Wichiger Wanderkorridor für Rotwild

Lebach: Der „Solarpark Wehingen“, eine 29 ha große Freiflächen-Photovoltaikanlage soll in der Gemeinde Mettlach entstehen. Der Ausbau der Erneuerbaren Energien liegt auch dem NABU am Herzen, doch soll bei diesem Vorhaben die einzige Wildbrücke im Saarland und gleichzeitig der einzige Wanderkorridor für Rotwild zerschnitten werden. „Eine weitere Zerschneidung des Biotopverbundes ist aus Sicht des Naturschutzes inakzeptabel.

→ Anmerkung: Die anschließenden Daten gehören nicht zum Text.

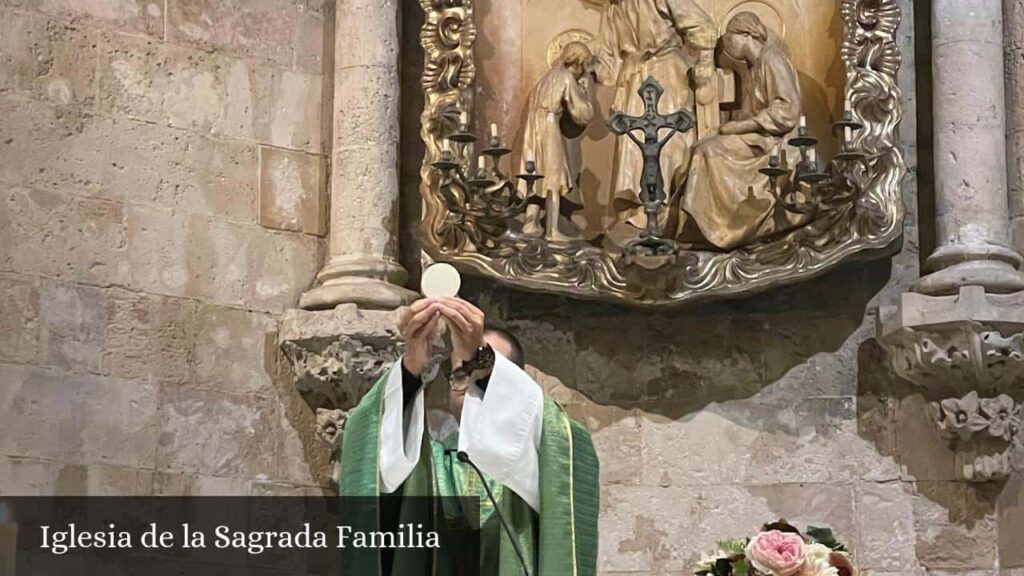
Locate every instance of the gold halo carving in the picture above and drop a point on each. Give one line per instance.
(559, 42)
(768, 14)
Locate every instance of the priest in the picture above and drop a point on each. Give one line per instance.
(513, 446)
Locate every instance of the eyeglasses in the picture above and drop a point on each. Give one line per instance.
(459, 380)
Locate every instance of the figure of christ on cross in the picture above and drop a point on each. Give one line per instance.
(652, 180)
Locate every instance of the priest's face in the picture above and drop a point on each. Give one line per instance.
(500, 345)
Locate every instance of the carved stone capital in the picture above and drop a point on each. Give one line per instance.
(986, 433)
(338, 355)
(970, 341)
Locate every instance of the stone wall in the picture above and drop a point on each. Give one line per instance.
(162, 180)
(161, 203)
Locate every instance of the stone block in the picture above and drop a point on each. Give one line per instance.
(280, 32)
(73, 327)
(235, 351)
(705, 449)
(248, 265)
(160, 251)
(955, 530)
(1010, 513)
(128, 160)
(18, 318)
(77, 418)
(641, 535)
(217, 434)
(292, 191)
(61, 236)
(219, 261)
(47, 59)
(138, 16)
(210, 93)
(150, 337)
(177, 484)
(75, 480)
(886, 526)
(27, 477)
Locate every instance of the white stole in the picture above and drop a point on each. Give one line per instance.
(500, 430)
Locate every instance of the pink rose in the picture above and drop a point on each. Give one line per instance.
(778, 553)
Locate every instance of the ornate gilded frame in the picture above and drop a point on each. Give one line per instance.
(870, 223)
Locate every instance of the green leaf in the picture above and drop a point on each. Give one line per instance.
(825, 537)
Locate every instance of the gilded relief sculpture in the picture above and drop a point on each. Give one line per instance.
(712, 173)
(657, 39)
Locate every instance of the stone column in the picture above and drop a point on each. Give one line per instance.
(961, 333)
(363, 265)
(1013, 13)
(971, 194)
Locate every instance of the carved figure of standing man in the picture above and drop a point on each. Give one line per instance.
(663, 39)
(559, 96)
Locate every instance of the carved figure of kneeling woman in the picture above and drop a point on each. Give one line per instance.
(561, 95)
(726, 197)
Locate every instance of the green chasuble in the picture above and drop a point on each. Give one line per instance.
(561, 540)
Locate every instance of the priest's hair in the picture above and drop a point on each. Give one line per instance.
(518, 358)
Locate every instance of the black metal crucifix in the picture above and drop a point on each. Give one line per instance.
(651, 180)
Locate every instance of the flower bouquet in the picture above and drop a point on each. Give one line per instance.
(780, 549)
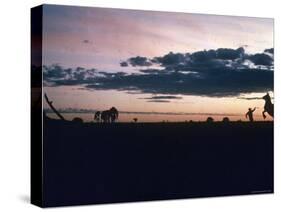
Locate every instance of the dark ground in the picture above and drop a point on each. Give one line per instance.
(104, 163)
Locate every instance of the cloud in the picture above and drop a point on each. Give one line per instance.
(159, 101)
(86, 41)
(163, 97)
(271, 50)
(139, 61)
(250, 98)
(221, 72)
(261, 59)
(124, 64)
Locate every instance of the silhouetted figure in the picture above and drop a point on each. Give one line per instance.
(210, 120)
(268, 106)
(105, 116)
(109, 116)
(113, 114)
(225, 120)
(97, 116)
(77, 120)
(250, 113)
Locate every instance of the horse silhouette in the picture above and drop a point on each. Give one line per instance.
(109, 116)
(268, 106)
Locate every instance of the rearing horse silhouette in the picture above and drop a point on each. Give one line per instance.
(268, 106)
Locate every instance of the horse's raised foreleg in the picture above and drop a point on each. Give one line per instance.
(263, 114)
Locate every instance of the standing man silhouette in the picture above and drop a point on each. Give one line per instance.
(250, 113)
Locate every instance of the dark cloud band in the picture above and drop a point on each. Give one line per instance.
(221, 72)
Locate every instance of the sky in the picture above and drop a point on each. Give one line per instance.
(191, 65)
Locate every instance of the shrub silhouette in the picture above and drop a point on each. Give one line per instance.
(225, 120)
(210, 120)
(77, 120)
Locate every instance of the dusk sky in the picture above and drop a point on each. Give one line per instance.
(157, 62)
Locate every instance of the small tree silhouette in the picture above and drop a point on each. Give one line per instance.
(210, 120)
(77, 120)
(225, 120)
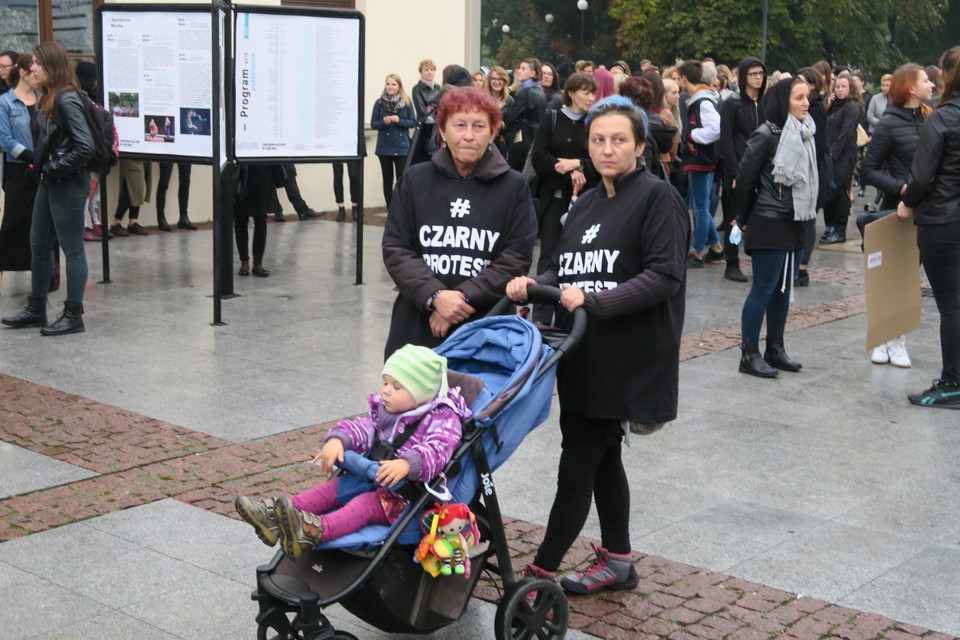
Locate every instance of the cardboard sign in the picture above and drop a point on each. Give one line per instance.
(891, 263)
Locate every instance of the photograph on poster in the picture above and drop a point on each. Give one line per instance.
(195, 122)
(153, 132)
(124, 105)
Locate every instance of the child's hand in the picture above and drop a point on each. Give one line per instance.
(392, 471)
(331, 453)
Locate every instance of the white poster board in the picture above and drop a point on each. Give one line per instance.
(157, 80)
(297, 86)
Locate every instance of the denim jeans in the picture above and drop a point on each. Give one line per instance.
(58, 214)
(939, 246)
(765, 297)
(700, 185)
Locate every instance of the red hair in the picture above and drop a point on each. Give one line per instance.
(468, 99)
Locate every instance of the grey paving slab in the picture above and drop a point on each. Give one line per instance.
(22, 471)
(924, 587)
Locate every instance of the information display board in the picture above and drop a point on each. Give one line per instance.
(157, 78)
(297, 84)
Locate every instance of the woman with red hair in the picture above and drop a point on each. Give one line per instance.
(459, 227)
(889, 156)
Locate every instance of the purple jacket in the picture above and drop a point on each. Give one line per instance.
(438, 424)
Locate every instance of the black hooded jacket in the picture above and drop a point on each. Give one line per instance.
(446, 231)
(739, 117)
(891, 150)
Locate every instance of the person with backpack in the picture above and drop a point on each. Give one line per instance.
(739, 118)
(700, 154)
(62, 147)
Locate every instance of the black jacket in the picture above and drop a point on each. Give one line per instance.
(757, 193)
(890, 153)
(739, 118)
(445, 231)
(523, 118)
(63, 143)
(567, 140)
(934, 187)
(843, 117)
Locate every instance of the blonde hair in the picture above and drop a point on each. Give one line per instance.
(403, 94)
(505, 91)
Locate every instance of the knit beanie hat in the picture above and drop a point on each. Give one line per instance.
(421, 372)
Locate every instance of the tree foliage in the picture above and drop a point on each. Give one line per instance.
(869, 34)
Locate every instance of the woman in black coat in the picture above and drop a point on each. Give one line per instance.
(932, 198)
(843, 116)
(887, 163)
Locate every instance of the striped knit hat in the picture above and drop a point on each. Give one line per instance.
(421, 372)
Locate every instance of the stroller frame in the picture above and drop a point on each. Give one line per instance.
(292, 594)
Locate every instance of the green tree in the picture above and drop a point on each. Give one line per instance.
(870, 34)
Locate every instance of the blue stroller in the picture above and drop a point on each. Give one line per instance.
(509, 367)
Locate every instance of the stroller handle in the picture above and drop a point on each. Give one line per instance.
(542, 294)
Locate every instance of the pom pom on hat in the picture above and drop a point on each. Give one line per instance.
(422, 372)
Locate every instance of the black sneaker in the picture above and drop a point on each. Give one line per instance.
(942, 395)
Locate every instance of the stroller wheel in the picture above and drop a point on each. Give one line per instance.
(545, 617)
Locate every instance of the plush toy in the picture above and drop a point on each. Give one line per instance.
(444, 549)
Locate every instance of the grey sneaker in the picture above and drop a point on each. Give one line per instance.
(606, 571)
(261, 516)
(299, 530)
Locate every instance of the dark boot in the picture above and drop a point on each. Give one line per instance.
(184, 223)
(70, 322)
(776, 356)
(752, 363)
(35, 315)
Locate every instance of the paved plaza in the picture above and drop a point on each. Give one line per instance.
(821, 504)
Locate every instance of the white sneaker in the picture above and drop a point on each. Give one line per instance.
(897, 350)
(880, 355)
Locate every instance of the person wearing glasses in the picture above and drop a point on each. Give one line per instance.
(62, 148)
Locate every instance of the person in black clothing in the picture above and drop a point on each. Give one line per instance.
(777, 185)
(739, 118)
(624, 375)
(523, 118)
(62, 147)
(887, 163)
(459, 227)
(932, 198)
(818, 88)
(560, 159)
(843, 116)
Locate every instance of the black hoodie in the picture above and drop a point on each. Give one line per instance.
(739, 117)
(445, 231)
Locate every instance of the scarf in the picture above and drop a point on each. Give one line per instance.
(795, 166)
(392, 105)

Der zunehmende Flächenverbrauch und die vielen Straßenbauprojekte führen ohnehin schon zu einer starken Zerschneidungswirkung und wir fordern einen naturverträglichen Ausbau der erneuerbaren Energien“, so Dr. Julia Michely Landesvorsitzende des NABU Saarland. Die Fläche auf dem Pellinger Tunnel lässt sich grob in 2 Hälften aufteilen. Eine Hälfte ist eine Ackerfläche in privatem Besitz, die andere Hälfte ist ein Ausgleichsfläche für den Bau der A8 und in öffentlichem Besitz. Zum Bestand der Ausgleichsfläche in öffentlichem Besitz gibt es fachliche Erkenntnisse: „Die Fläche zeigte sich bei der letzten Erfassung 2022 als Brachfläche mit Gehölzsukzession. Die Anzahl der Vorkommen bestandsgefährdeter Arten ist mit sieben gefährdeten, drei stark gefährdete und einer vom Aussterben bedrohten Art für diese kleine Fläche außerordentlich hoch. Neben dem Vorkommen von neun Orchideen-Sippen ist das Vorkommen der bundesweit extrem seltenen und für die kommende Rote Liste Deutschland vermutlich auch bundesweit als "vom Aussterben bedroht" eingestuften Vicia parviflora hervorzuheben. Das Saarland trägt bundesweit für den Erhalt der Art eine besondere Verantwortung. Der Brach-Fläche über dem Pellinger Tunnel kommt bezüglich des Biotopverbundes des FFH-Biotopnetztes auch aus botanischer Sicht besondere Bedeutung zu. Vor allem als Ersatz des Trittsteines am Kewelsberg zwischen Wehingen und Tünsdorf, dessen einstmals sehr gut ausgeprägte Kalk-Halbtrockenrasen durch mangelnde Nutzung, seit Ausweisung als FFH-Gebiet durch mangelnde Pflege und vollständige Nutzungsaufgabe völlig entwertet wurden“, so Thomas Schneider von der Naturforschenden Gesellschaft des Saarlandes, der DELATTINIA.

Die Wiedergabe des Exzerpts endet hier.